It felt like I was the only one with type 1 – at school, on the softball field, in my youth group, at home. As a fourth grader, my new diagnosis was coupled with lots of questions from well-meaning adults and puzzled faces from my peers. I remember the countless times when my explanation of diabetes was met by my friends’ pity, worry, or fear. Twenty-something years later, I know I’m far from the only one who has felt that way.
My pediatric endocrinologist suggested I attend a diabetes camp the summer after I was diagnosed. Although I had nearly a year of good ole diabetes management under my belt, I remember feeling reluctant to spend a week with strangers in the mountains. I grew up in Albuquerque, and the closest diabetes camp was an hour away. I could have never known that my experience would be life-changing.
This week away from home was freeing. There was a delightfully refreshing sense of “normalcy” as I found myself in a crowd of kids with type 1. I realized early in the week that not only did all of the other campers have diabetes – some of the super cool counselors did as well. We spent the week sharing our common struggles – going low in the middle of something extra fun, feeling cranky when blood sugars are high, getting bruises from injection sites, counting carbs at a restaurant, carrying around giant bags with all of our necessary supplies, having callused fingers, navigating the tricky logistics of sleepovers, and fielding the ever-present question of, “Are you sure you should be eating that?”
I remember leaving camp feeling empowered. There was a newfound motivation behind taking care of myself, knowing that my friends were headed back home to do the same. I came to realize that not only had I experienced a week of independence, but my loving parents also had a much needed break from acting like my pancreas. There was a lot packed into one week outside the city. Besides pulling off a horribly choreographed dance number for the talent show, we took risks together, stepped outside of comfort zones, and embraced the reality of diabetes. I will, in no way, paint this as the happily ever after story of perfect diabetes management post-camp; but I do know that I wanted to share this experience with as many people as possible.
I had the privilege of working at Outpost Summer Camps, a traditional day camp in San Diego, for 9 wonderful summers. As a counselor and a director, I never expected to belong to something in this way. My eyes were opened to the magic of summer camp and the growth that is intentionally fostered in this setting. I found a home in the program and what it has to offer both staff and campers. Outpost is owned and operated by my brother-in-law and my sister, so I had just enough encouragement and optimism (and a healthy dose of insanity) to think that I could head down a similar path.
My own experience at diabetes camp and my summers at Outpost led me to envision a brand new adventure. I am starting a camp for kids with type 1 called Camp Kinneloa. This is the first overnight camp in the San Diego area for campers with diabetes, and we are thrilled to open enrollment for our session from June 24th-29th at the Cuyamaca Retreat Center. We are currently looking for campers ages 8-14 to enjoy a week of swimming, hiking, scavenger hunts, skits, campfires, arts & crafts, group competitions, stargazing, silly songs, and a talent show that is sure to knock your socks off. Our volunteer applications are open as well, and we are looking for counselors and medical staff who are familiar with Type 1. If this is something that speaks to you or someone you know, we would love to have you on board this summer! Feel free to apply and find more information at www.campkinneloa.org or email us at email@example.com.
Note from TCOYD: For a list of type 1 camps in other parts of the U.S., please visit the ADA website here.
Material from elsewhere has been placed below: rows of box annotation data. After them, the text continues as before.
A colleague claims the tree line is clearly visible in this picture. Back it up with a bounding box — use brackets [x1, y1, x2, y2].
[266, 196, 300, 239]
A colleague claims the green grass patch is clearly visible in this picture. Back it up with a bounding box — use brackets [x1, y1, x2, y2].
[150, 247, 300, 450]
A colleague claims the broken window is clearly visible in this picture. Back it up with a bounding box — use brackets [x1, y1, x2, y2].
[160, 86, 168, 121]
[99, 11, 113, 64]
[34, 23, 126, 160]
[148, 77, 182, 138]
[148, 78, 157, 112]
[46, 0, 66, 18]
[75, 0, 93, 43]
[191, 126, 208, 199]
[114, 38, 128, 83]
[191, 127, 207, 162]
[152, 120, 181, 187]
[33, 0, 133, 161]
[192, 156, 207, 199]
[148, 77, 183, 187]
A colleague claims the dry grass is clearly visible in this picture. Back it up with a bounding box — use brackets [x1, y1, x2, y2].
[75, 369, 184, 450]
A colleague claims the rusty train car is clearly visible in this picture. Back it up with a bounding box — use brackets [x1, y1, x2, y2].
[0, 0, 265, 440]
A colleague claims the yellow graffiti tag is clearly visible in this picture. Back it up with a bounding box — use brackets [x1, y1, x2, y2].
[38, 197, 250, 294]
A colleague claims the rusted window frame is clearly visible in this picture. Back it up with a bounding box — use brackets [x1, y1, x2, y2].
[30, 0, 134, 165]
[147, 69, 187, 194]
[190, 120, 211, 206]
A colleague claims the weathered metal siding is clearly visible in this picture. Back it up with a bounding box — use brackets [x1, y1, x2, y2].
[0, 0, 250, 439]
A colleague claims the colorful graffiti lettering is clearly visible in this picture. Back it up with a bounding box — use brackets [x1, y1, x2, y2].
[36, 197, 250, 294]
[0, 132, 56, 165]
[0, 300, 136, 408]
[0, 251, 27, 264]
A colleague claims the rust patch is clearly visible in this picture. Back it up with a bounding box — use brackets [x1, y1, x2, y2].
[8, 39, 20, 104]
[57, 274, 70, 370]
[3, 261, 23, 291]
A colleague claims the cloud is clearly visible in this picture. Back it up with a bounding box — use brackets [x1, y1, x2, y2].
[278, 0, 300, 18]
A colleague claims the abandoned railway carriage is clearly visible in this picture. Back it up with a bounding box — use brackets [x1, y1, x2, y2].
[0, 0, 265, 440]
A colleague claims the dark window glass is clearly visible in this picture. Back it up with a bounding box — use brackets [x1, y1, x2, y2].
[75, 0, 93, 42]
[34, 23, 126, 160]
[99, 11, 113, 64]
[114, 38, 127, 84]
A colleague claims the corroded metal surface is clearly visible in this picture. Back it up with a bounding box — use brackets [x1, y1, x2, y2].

Although I don’t have Type 1, I can say that because I have juvenile onset rheumatoid arthritis that I started going to JA camp and it was literally LIFE ALTERING!!!
It’s difficult to explain just what it did for me but being around my own tribe was healing especially against my tendencies to be non compliant and rebellious towards anything related to my disease… I was also a very mistrustful towards adults due to traumas and I was hiding in my shell. Camp changed me very quickly and even transitioned to becoming a Jr counselor quickly.
I attended JA camp for many years and had many very special moments like having campers come to me with there personal struggles or the little ones asking for me to hold them on my lap when they got injections and for the kids, I came out of my tight shell and even sang silky camp songs in front of a crowd lol
Just the look of awe when those of us camp counselors with JA introduced ourselves the first day was always so rewarding right away and I understand that feeling because I had it too!
So much laughter, knowing understanding that doesn’t need words, those with more years of disease mentoring the newly diagnosed… it’s just endless..
Even now, I miss camp and don’t go because it’s just to hard on my diseases I now have more but my camp photo albums are a beautiful reminder and always make me smile in appreciation of the reflections and changes in myself and others
Thank you for sharing you experience, Issadora!